You listened because my family was filled with artful, colorful, storytellers who could keep you enraptured for hours on end. Whenever we gathered for family reunions, holidays, barbecues, after church dinners, or card playing, mostly spades, on the weekends, even funerals!, the most adept story tellers would engage in competitions that would leave you helpless with laughter, in total shock and awe, or helpless sorrow! As a child, I would creep out of bed and eaves drop on the grown-ups on weekends and eagerly observe the animated body language and listen to the stories they’d tell!
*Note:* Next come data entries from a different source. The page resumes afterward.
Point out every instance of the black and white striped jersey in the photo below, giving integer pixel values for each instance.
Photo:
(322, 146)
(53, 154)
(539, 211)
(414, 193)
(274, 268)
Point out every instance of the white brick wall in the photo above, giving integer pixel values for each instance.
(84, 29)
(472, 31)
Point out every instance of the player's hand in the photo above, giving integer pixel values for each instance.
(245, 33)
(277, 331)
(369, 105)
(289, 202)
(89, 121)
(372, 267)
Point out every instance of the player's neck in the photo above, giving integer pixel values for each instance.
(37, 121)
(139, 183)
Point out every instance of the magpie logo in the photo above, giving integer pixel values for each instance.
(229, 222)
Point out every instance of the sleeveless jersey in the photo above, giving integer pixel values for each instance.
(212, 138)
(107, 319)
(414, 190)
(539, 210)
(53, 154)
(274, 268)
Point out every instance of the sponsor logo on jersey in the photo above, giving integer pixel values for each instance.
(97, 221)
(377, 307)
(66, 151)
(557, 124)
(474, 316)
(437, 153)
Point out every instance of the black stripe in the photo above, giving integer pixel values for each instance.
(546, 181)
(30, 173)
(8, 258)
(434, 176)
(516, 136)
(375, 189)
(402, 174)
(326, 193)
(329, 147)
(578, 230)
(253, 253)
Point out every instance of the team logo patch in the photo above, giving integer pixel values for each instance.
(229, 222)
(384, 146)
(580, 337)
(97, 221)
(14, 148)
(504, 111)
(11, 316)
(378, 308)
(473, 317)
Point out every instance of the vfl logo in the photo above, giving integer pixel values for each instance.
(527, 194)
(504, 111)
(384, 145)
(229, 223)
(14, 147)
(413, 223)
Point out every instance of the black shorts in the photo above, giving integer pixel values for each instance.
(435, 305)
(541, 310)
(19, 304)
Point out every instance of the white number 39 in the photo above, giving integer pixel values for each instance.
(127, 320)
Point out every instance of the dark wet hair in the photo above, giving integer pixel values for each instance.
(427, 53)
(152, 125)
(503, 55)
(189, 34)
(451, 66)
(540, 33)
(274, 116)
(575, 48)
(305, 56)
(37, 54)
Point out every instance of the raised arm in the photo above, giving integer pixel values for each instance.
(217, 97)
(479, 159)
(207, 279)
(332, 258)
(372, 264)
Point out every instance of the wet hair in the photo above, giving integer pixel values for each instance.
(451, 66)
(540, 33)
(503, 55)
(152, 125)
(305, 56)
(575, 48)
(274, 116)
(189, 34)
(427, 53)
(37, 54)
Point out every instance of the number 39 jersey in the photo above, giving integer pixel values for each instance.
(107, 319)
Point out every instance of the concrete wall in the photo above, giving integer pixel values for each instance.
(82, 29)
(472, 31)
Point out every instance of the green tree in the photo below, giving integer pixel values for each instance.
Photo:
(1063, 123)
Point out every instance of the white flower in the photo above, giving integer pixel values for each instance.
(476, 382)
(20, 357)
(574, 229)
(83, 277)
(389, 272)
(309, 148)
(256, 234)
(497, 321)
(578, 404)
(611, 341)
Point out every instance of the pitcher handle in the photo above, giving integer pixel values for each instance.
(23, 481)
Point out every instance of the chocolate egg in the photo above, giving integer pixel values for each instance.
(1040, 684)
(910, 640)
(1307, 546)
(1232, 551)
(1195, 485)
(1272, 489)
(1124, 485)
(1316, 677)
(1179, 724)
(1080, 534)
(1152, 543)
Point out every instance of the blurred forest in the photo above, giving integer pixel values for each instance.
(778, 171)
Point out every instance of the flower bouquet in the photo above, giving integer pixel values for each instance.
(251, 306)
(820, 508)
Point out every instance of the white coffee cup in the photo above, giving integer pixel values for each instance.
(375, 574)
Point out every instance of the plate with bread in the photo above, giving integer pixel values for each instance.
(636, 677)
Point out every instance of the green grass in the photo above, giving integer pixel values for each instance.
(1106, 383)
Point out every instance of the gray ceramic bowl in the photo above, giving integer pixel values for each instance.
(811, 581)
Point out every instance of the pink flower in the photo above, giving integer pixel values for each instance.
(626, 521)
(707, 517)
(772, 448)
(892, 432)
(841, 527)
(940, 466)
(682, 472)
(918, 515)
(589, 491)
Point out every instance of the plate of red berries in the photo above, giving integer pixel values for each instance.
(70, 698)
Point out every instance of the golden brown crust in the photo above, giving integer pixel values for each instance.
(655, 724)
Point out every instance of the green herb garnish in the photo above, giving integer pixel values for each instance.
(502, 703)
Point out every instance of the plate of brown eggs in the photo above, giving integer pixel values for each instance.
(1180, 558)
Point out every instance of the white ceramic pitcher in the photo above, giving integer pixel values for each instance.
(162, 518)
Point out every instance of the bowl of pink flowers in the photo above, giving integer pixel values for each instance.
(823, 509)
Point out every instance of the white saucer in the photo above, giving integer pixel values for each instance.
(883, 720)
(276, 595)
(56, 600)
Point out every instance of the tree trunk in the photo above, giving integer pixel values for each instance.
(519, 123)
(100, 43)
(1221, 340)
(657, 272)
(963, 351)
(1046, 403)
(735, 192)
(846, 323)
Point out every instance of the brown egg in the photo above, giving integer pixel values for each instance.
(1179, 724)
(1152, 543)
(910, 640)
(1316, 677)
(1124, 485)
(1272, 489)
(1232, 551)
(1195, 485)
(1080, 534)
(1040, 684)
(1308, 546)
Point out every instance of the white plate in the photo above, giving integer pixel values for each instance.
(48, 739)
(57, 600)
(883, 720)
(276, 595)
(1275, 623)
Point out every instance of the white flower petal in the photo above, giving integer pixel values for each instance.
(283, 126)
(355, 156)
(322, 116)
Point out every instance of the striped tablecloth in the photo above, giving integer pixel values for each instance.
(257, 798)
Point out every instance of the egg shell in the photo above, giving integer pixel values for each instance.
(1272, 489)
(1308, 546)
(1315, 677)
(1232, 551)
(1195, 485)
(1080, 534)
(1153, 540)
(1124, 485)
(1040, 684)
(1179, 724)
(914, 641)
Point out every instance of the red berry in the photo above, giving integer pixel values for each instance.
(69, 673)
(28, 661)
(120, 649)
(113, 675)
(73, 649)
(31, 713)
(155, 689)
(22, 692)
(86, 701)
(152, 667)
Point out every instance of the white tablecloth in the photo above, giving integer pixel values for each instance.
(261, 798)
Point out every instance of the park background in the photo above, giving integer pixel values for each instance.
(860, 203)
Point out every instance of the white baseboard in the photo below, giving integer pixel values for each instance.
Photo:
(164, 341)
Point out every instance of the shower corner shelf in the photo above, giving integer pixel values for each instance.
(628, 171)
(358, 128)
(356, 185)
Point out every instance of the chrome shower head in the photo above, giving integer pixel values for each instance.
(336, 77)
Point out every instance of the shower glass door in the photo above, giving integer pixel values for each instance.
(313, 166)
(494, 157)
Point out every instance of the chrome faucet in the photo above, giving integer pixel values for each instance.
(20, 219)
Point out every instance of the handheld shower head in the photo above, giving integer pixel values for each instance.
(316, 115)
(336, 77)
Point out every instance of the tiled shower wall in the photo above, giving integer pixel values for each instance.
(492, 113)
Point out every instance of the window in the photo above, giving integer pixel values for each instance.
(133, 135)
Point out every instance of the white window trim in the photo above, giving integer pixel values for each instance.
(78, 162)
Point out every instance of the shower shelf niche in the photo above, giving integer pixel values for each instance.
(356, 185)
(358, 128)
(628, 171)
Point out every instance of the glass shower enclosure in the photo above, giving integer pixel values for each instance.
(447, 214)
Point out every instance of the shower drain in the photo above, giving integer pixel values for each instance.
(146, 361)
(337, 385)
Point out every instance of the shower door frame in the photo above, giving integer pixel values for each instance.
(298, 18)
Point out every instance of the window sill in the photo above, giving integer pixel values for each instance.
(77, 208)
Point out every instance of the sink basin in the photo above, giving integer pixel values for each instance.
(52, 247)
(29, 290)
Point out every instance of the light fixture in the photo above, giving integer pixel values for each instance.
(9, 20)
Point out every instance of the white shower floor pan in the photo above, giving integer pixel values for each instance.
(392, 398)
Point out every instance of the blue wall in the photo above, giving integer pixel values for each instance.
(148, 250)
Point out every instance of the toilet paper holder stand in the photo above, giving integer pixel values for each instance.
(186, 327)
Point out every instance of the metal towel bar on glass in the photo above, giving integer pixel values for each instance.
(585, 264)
I savored every single minute and every morsel and every single inflection of every single conversation I ever witnessed. I couldn’t wait to grow up and have sparkling, seductive conversations like them!!

Immediately after graduating from college, I moved to NYC to live out my fantasy of becoming the next big noise, the newest, brightest star to rival Manhattan’s glamorous skyline at night. Back on earth I’d made my first friend, Charles, a young talented, intelligent black interior decorator with a sharp wit. He had a really elegant, beautifully decorated apartment in Brooklyn where we spent many hours laughing and eating some delicious dish Charles threw together.

One weekend he gave a small cocktail party for about 20 of his friends, myself included. Everyone was stylish and seemed ultra sophisticated to my parochial eyes. Two of his guests sat next to me on the sofa and I started telling some story, I don’t remember about what or who or why…I just remember being shocked when I came to the punch line and the entire room started laughing. I was so surprised.

Charles came over and whispered in my ear, “A star is born,” and chuckled. Everyone wanted to hear more stories from the boy from Alabama!!

I was visiting my family recently, running off at the mouth, as usual, and my nephew, Quentin, said to me, “You know who you sound like…?” I had no idea. He said, “Grandaddy.” My mother readily agreed,”I was just thinking the same thing…!” They were speaking about my mother’s father, my grandfather, Lacy Spruill. He was hands down the best storyteller on both sides of the family. Imagine that! The apple really doesn’t fall far from the tree.

I realize now, at that party in Brooklyn, not just any star was born, The Colorful Raconteur was born!